Experimental and Numerical Investigation of Wood Drying Process Using Modified Infra-Red Heating Treatment
Erzsébet Cserta, Chair of Thermal Process Technology, University of Leoben, Leoben, A-8700, Austria, László Könözsy, Christian Doppler Laboratory for Multiphase Modeling of Metallurgical Processes, Department of Metallurgy, University of Leoben, Leoben, A-8700, Austria, Gergely Hegedűs, Kentech Ltd., Sárgarózsa, Budapest, H-1163, Hungary, and Harald Raupenstrauch, Chair of Thermal Processing Technology, University of Leoben, Leoben, A-8700, Austria.

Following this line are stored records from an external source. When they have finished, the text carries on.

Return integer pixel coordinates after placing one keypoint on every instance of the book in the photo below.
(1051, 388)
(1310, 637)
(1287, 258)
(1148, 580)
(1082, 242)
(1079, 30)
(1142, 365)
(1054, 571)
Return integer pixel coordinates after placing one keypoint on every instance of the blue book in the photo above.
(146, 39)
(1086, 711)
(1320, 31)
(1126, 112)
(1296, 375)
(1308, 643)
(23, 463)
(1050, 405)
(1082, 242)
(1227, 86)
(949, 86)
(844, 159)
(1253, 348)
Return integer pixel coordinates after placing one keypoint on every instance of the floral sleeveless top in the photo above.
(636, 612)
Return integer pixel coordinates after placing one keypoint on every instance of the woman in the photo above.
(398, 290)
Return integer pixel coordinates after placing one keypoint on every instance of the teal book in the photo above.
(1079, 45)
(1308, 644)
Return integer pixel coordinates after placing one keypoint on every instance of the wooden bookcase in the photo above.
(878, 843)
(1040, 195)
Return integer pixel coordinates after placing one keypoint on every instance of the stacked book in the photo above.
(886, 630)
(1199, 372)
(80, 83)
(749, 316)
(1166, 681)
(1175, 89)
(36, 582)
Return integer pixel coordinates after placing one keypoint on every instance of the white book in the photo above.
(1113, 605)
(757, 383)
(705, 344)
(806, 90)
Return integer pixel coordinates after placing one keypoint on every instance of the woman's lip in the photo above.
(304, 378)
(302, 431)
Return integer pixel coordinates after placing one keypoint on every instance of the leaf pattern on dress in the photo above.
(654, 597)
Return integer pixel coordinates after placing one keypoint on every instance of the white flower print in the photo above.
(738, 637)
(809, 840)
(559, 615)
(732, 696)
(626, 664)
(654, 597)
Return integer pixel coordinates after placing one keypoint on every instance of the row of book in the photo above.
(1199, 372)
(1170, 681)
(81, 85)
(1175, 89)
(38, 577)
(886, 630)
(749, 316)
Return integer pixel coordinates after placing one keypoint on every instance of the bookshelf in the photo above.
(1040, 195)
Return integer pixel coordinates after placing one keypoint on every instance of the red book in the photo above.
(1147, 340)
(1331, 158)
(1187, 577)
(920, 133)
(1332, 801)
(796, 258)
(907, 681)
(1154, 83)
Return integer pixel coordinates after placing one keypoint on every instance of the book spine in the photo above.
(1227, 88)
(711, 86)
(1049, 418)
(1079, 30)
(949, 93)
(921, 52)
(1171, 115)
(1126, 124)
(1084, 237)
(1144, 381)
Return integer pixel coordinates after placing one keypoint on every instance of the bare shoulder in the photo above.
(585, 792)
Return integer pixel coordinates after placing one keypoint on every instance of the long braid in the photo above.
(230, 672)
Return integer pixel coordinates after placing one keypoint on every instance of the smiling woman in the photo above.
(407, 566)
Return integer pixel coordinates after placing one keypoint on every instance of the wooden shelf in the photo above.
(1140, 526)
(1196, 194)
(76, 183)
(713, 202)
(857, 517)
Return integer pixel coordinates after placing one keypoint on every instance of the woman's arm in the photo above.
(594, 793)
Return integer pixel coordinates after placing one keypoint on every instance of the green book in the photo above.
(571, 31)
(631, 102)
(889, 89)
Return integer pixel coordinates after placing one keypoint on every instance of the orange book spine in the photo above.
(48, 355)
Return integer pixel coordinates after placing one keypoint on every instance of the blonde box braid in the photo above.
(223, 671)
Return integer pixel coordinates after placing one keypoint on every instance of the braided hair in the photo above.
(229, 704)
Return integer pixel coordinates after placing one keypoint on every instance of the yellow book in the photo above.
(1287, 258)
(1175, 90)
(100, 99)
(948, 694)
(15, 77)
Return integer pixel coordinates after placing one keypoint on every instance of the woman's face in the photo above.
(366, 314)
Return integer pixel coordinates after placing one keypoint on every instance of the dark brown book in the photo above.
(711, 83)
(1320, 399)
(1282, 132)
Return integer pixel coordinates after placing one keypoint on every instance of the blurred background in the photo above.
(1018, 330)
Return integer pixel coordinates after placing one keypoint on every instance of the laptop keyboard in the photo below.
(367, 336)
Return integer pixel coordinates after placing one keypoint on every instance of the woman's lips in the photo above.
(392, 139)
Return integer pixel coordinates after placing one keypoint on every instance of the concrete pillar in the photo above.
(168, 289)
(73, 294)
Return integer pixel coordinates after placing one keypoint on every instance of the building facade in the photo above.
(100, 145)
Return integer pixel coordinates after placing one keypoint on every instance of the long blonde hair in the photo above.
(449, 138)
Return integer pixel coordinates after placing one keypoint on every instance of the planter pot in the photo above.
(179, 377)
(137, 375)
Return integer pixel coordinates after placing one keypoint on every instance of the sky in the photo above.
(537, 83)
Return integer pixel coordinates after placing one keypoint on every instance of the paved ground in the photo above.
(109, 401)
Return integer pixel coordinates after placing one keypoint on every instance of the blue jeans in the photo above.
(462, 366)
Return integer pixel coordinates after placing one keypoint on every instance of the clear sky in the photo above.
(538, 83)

The infra-red heating technique of wood drying process is a relatively new reseach area. The drying process is essencial both in the biomass thermochemical conversion and in the wood industry, thus the present method seems to be an appropriate treatment. Although, many classical solution have frequently been used in the industrial sector, the time saving and energy consumption can be further decreased by developing effective technologies. The drying of organic materials is a complex engineering process concerning that the wood is a heterogeneous and anisotropic biological porous medium. The transport of mass, momentum and heat occurs simultaneously, therefore it is necessary to find an approximate mathematical solution for modeling the process. A one-dimensional model has been set up to investigate numerically the heat transfer in wood slab. The finite difference method has been used to obtain an approximate solution of the temperature profile using explicit and implicit schemes. The temperature conductivity, which is one of the most important characteristic of the material, has been taken into account based on the experimental data system. The numerically predicted results have been compared with temperature measurements concerning different process parameters (e.g. initial moisture content of the wood, heating rate, heating effect). A good agreement with experimental data were obtained.